By Anne Marie Whalley
My father was born in 1887, and I have no idea where his knowledge of life came from. He knew how to read, count, and speak properly, even if we had a dialect from the area where he was born in France. My mother, who started working at the age of 9, was the same type of person as my father. He passed away when I was 8 and left me with the desire to learn more about words used to describe the world.
For example, how my father knew about the world and could describe it to me. We had our favorite book – an Atlas – so well done that I read it to my father after he had a stroke. That book united us, since it allowed us to have conversations, and with the conversations came the desire to know even better what was around us.
And what we did we do when we wanted to learn more? We read. Books opened our creative mind to imagine the world, since we didn’t have TV or movie theater in our village. We felt, we tasted, we touched, we smelled with written words and we used our imagination to live the story. What a treasure we own when we know how to read.

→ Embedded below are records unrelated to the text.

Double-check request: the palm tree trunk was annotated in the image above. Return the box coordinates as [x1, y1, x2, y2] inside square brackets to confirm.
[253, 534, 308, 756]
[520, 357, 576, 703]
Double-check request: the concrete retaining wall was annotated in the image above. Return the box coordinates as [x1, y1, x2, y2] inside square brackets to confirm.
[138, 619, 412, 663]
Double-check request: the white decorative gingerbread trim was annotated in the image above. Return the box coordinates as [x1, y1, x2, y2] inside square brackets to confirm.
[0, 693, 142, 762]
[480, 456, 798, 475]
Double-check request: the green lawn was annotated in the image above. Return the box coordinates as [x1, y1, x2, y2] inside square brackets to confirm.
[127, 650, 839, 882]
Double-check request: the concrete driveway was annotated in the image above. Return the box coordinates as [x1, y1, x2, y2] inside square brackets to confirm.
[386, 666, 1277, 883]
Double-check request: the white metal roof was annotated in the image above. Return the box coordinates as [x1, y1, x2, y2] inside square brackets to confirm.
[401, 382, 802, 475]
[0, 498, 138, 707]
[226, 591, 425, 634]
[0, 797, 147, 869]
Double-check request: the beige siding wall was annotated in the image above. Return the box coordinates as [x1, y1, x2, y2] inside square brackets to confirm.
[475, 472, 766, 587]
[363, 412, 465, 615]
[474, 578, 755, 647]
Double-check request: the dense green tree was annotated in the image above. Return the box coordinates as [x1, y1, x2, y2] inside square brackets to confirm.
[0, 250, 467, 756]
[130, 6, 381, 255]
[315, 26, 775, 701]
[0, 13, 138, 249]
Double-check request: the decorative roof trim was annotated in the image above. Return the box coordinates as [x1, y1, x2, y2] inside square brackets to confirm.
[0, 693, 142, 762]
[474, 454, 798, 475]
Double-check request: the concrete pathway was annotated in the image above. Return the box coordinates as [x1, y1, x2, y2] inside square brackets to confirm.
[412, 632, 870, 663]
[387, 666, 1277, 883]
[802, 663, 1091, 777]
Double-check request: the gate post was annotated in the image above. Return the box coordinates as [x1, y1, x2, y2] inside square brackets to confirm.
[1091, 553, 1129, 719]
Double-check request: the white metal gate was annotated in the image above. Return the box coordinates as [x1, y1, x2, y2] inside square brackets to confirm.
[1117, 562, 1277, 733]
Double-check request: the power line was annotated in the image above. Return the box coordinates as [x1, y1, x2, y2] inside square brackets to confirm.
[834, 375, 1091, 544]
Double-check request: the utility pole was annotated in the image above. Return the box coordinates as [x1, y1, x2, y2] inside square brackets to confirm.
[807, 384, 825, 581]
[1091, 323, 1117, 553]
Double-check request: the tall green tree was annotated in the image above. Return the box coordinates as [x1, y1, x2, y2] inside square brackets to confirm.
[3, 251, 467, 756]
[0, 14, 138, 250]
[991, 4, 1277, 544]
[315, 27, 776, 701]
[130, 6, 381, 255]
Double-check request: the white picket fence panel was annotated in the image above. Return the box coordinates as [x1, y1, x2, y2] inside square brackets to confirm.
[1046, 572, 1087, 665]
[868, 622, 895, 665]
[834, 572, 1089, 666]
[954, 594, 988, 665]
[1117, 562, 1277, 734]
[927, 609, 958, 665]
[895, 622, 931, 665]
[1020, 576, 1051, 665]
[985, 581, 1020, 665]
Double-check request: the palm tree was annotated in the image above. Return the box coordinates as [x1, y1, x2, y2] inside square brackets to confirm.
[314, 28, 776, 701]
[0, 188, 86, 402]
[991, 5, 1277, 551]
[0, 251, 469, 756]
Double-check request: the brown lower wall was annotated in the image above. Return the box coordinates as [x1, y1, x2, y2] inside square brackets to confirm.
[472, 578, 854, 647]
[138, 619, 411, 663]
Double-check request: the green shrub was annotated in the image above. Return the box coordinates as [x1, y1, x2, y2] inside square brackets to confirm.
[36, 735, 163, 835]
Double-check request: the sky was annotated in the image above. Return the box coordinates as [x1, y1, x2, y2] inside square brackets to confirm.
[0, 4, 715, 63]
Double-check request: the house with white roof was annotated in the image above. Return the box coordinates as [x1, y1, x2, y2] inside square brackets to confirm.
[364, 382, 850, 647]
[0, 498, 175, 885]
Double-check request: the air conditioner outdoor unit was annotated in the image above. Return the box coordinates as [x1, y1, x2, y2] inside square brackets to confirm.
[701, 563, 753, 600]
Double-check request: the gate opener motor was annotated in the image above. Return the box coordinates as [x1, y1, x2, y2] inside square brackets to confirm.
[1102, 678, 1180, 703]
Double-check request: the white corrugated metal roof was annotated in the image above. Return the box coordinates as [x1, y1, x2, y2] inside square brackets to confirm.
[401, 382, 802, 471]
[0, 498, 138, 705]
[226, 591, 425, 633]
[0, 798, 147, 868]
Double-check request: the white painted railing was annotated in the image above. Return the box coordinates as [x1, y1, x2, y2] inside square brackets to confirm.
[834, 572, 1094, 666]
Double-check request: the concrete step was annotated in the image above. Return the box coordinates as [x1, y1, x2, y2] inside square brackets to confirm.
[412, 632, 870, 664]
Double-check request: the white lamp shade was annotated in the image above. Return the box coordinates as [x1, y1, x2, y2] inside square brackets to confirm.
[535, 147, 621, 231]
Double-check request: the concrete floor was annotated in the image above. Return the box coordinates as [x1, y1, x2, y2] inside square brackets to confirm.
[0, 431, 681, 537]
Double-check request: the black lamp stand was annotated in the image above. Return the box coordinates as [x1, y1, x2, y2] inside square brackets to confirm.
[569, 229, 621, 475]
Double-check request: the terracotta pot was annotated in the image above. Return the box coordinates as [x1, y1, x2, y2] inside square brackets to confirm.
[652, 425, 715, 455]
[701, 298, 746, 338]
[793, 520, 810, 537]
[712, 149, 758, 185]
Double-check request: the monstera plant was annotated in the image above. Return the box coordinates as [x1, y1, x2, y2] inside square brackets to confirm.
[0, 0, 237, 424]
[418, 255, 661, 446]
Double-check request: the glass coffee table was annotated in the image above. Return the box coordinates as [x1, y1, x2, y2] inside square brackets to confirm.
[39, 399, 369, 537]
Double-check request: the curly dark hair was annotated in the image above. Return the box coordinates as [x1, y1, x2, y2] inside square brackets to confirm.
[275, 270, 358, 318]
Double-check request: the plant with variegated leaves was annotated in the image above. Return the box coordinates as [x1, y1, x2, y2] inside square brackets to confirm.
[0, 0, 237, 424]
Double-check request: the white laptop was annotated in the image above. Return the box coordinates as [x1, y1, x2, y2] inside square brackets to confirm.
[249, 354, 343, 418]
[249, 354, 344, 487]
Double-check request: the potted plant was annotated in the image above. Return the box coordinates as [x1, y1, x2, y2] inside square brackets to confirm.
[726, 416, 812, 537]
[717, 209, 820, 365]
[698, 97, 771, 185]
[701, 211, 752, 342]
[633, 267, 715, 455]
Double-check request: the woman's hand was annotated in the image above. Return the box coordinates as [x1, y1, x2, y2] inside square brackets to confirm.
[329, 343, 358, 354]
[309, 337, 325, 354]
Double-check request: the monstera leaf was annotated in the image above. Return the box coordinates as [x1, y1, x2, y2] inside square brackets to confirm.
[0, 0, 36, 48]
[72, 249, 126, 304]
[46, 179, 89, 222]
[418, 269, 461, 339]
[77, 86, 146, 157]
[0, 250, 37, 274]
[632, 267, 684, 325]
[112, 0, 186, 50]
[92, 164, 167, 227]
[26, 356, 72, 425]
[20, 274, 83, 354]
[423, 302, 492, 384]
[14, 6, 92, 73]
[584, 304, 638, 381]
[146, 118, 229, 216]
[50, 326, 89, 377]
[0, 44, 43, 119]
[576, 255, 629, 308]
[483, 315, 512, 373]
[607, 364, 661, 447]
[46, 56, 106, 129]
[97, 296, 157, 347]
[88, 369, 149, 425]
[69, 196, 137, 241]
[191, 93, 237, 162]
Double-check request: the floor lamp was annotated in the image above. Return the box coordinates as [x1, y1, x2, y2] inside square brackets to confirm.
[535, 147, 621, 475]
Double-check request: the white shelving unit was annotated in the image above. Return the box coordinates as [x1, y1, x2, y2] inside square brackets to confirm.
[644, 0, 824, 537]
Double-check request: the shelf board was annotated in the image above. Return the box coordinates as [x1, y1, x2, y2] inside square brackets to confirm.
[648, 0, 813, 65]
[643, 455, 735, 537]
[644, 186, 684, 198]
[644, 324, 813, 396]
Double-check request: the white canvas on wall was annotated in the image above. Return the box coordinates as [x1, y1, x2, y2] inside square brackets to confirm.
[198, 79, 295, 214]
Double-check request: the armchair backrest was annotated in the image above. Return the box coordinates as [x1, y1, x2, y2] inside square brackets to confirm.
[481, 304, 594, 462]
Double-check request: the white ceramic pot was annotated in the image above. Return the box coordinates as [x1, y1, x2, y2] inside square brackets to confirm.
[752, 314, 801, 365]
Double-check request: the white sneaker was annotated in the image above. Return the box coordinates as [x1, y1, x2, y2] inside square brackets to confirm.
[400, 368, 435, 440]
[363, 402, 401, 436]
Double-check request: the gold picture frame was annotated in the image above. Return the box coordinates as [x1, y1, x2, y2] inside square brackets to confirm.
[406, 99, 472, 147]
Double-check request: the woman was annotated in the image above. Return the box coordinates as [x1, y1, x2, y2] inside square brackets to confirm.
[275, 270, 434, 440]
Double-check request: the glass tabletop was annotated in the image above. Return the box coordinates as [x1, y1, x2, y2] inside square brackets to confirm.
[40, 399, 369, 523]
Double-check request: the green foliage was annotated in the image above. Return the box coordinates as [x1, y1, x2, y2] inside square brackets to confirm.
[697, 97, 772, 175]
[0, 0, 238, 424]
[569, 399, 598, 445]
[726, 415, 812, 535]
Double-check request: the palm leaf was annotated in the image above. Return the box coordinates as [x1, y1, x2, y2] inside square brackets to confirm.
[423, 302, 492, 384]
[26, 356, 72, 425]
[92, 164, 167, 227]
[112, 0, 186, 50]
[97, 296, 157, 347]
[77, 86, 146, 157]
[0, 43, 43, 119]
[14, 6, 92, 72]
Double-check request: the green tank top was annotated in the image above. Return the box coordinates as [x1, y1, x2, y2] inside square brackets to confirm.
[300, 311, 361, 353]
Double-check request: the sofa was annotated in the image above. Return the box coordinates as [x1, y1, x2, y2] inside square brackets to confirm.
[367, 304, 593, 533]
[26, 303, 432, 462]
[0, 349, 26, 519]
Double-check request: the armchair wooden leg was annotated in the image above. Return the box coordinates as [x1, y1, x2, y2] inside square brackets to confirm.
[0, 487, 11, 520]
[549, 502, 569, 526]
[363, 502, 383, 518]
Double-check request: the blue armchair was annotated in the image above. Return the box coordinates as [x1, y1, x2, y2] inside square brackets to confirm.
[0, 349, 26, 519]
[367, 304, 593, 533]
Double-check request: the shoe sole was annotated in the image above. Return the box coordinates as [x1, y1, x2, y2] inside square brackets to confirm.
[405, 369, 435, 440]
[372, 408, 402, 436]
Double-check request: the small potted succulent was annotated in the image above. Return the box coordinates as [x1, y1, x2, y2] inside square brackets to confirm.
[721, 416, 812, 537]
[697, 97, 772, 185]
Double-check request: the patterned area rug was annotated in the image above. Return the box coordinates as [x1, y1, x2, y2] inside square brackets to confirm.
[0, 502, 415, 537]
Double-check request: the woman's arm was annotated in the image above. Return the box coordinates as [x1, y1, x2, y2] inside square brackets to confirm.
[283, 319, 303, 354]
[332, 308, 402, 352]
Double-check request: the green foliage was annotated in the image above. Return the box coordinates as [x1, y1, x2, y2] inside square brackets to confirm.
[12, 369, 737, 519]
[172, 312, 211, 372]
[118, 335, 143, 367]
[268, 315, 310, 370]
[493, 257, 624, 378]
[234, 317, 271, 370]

I needed then to learn English as my second language when I used to adore French. What a challenge it has been! Do I feel richer knowing two languages? Yes and no. I re-read, for example, philosophical books written by Germans or French people. Those books where translated in English, and if I understood the words, it was not easy for me to use them in a sentence; something I used to do in my French language. Nevertheless, I fell in love with the English words, and what a beauty it was to learn over and over.
My American husband is an avid reader like my father was. No, Mr. Freud, I didn’t marry my father! I married a man who impressed me with his words, the same kind of language I used hearing in my home when I was a little child. That example of two parents allows me to have a strong marriage. Thanks dad and mom, thanks to my husband to give me so much ability to perform this wonderful task in life: take a book and read it. We have the TV in our home, and if we do not watch it, it’s because we highlight, we mark our books and then have conversations about the story we read or are reading.
So, yes. I grew up, and I stayed the little child with more knowledge, and I am still happy to learn.